Topological Approximate Bayesian Computation for Parameter Inference of an Angiogenesis Model

TL;DR

This paper introduces a novel method combining topological data analysis with Approximate Bayesian Computation to improve parameter inference in a spatial angiogenesis model, outperforming traditional spatial feature-based methods.

Contribution

It presents the first integration of topological data analysis with ABC for spatial biological models, enhancing inference accuracy.

Findings

Topological approach outperforms simpler spatial statistics in parameter inference.

The method is demonstrated on the Anderson-Chaplain angiogenesis model.

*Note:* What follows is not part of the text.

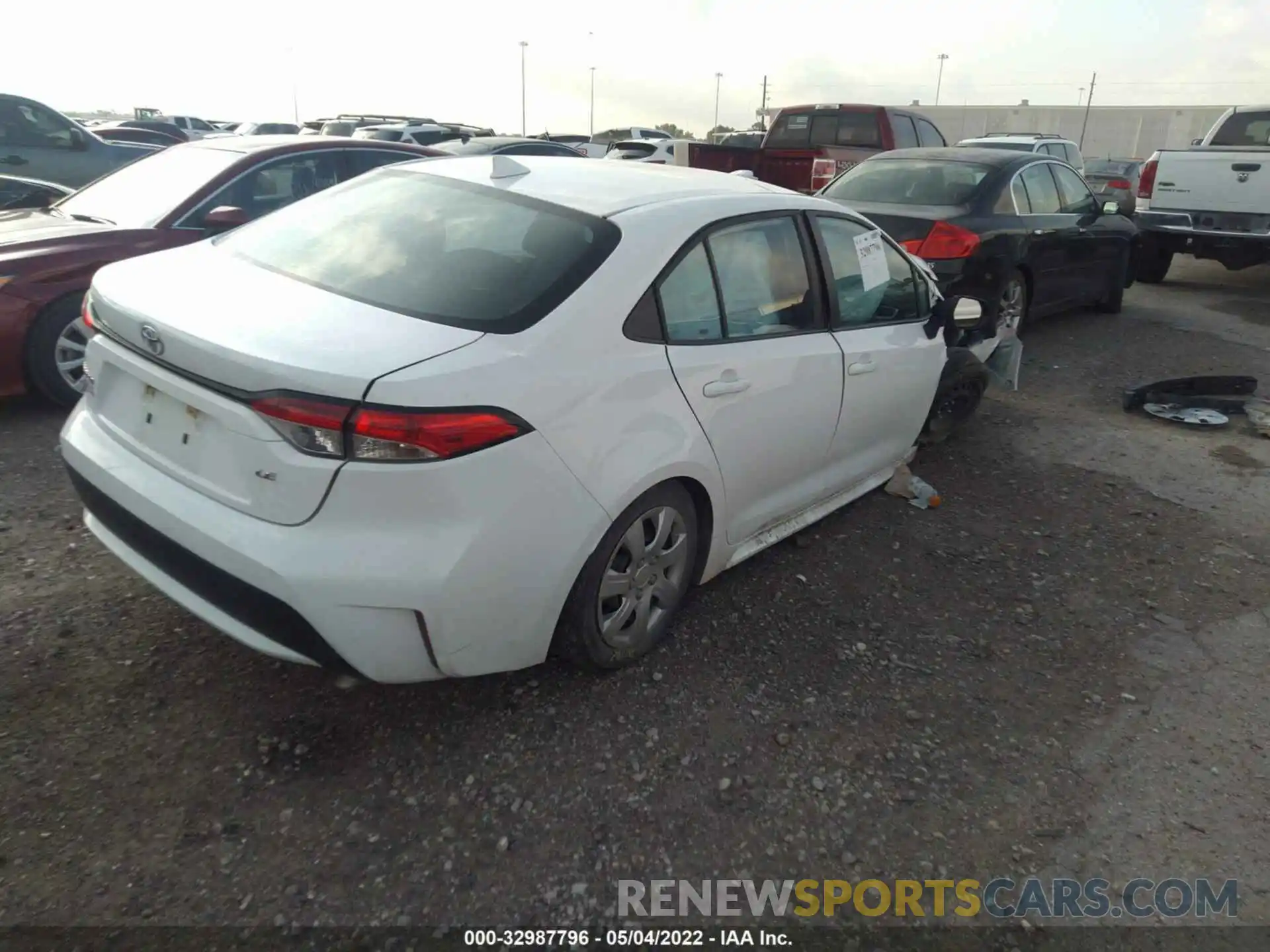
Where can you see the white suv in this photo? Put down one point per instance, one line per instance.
(425, 134)
(1044, 143)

Code for the method is publicly available as a Snakemake workflow.

Abstract

Inferring the parameters of models describing biological systems is an important problem in the reverse engineering of the mechanisms underlying these systems. Much work has focused on parameter inference of stochastic and ordinary differential equation models using Approximate Bayesian Computation (ABC). While there is some recent work on inference in spatial models, this remains an open problem. Simultaneously, advances in topological data analysis (TDA), a field of computational mathematics, have enabled spatial patterns in data to be characterised. Here we focus on recent work using topological data analysis to study different regimes of parameter space for a well-studied model of angiogenesis. We propose a method for combining TDA with ABC to infer parameters in the Anderson-Chaplain model of angiogenesis. We demonstrate that this topological approach outperforms ABC approaches that use simpler statistics based on spatial features of the data. This is a first step towards a general framework of spatial parameter inference for biological systems, for which there may be a variety of filtrations, vectorisations, and summary statistics to be considered. All code used to produce our results is available as a Snakemake workflow.